戻ってきた光輝さんはアイスティーと炭酸ジュースを持ってた。
「お待たせ。どっちがいい?」
「ありがとうございます。えっと、じゃあこっち」
アイスティーを指さすと、光輝さんは「ほれ」と言って、僕のほっぺにペットボトルをくっつけた。
「わっ」
ひんやりしたペットボトルに思わず声が上がる。
「あはは」
でも、ちょっと気持ちいい。
光輝さんっていたずらっ子だ。
「交換する?」
アイスを半分食べたところで、光輝さんがおもちアイスを差し出した。四個入ってるおもちアイス。ちゃんと二個残ってる。
「あ、でも僕、普通に舐めちゃってる」
ワッフルコーンだって齧ってしまってて、僕のはいかにも食べさしな感じ。美しいとは言えない状態。
「ぜんぜんオッケー」
「うん……じゃあ」
そろそろと食べかけのソフトクリームを差し出すと、光輝さんは本当に気にする様子もなく僕の舐めたところも平気で舐めてる。「交換しましょうか」と僕が言ったのを、半分こと勘違いしてしまったのかな? それならあらかじめスプーンをもらっておくべきだった。自分の気遣いのなさにごめんなさいと心の中で謝りながらおもちアイスを齧った。
アイスを食べ終えた後も僕らはベンチで他愛もないおしゃべりをした。
「猫好き?」
「はい! 動物は飼ったことがなかったから今まであまり馴染みはなかったけど、今日猫さんに会えて大好きになりました」
「あいつね、最初は座ってジーッとこっちを見てるだけだったんだよ」
「へぇ~、じゃぁ、ゆっくり仲良くなっていったんですね。今じゃあんなに……」
光輝さんがいきなりパッと僕の手首を掴んで立ち上がった。
「やべ」
「え! なに?」
「乗って。つかまってろよ」
言われるがまま慌てて自転車を跨ぐ。
「ふあっ」
グンと背中が引っ張られ落ちそうになったから、慌てて光輝さんの腰を両手で掴んだ。
「くすぐったい」
「ご、ごめんなさい」
両手をパッと離しワタワタしてると、光輝さんが言った。
「腰に手を回して、腹で自分の手ぇ握ったら?」
「はい」
腰に、手を……お腹で……こ、こうかな……。
言われた通りしてみると、体が光輝さんにグッと近くなった。ほとんどくっついてる。まるで背中から光輝さんを抱っこしてるみたいな恰好。頭の中で、田辺君の声がした。「桜はその双子の弟のほうが好みだったんだ」「抱っこされたいとは思わなかった?」
う……ん、違う違う。

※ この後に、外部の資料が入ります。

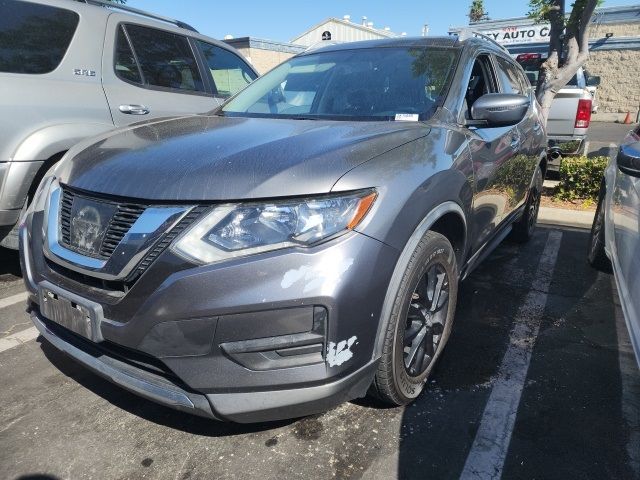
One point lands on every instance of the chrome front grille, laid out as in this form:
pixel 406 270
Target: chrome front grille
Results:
pixel 109 240
pixel 65 217
pixel 119 225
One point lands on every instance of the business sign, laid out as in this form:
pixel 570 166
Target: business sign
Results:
pixel 519 34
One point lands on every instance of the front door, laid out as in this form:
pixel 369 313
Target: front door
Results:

これは抱っこじゃなくて掴まっている状態だし、僕が抱っこしてるし……ってだから、抱っこじゃなくって。
頭の中の言い訳めいた思考を取っ払おうとした時だった。段差で自転車がガクンと揺れる。反動で光輝さんの背中にトンと頬がくっついた。光輝さんの背中は暖かくて、ドキドキと心臓の鼓動が聞こえた。
あれ? これって僕の?
どっちの心音なのかもよくわからなくなってきて、気づいたら僕はドキドキの音を聞きながら光輝さんにしがみついていた。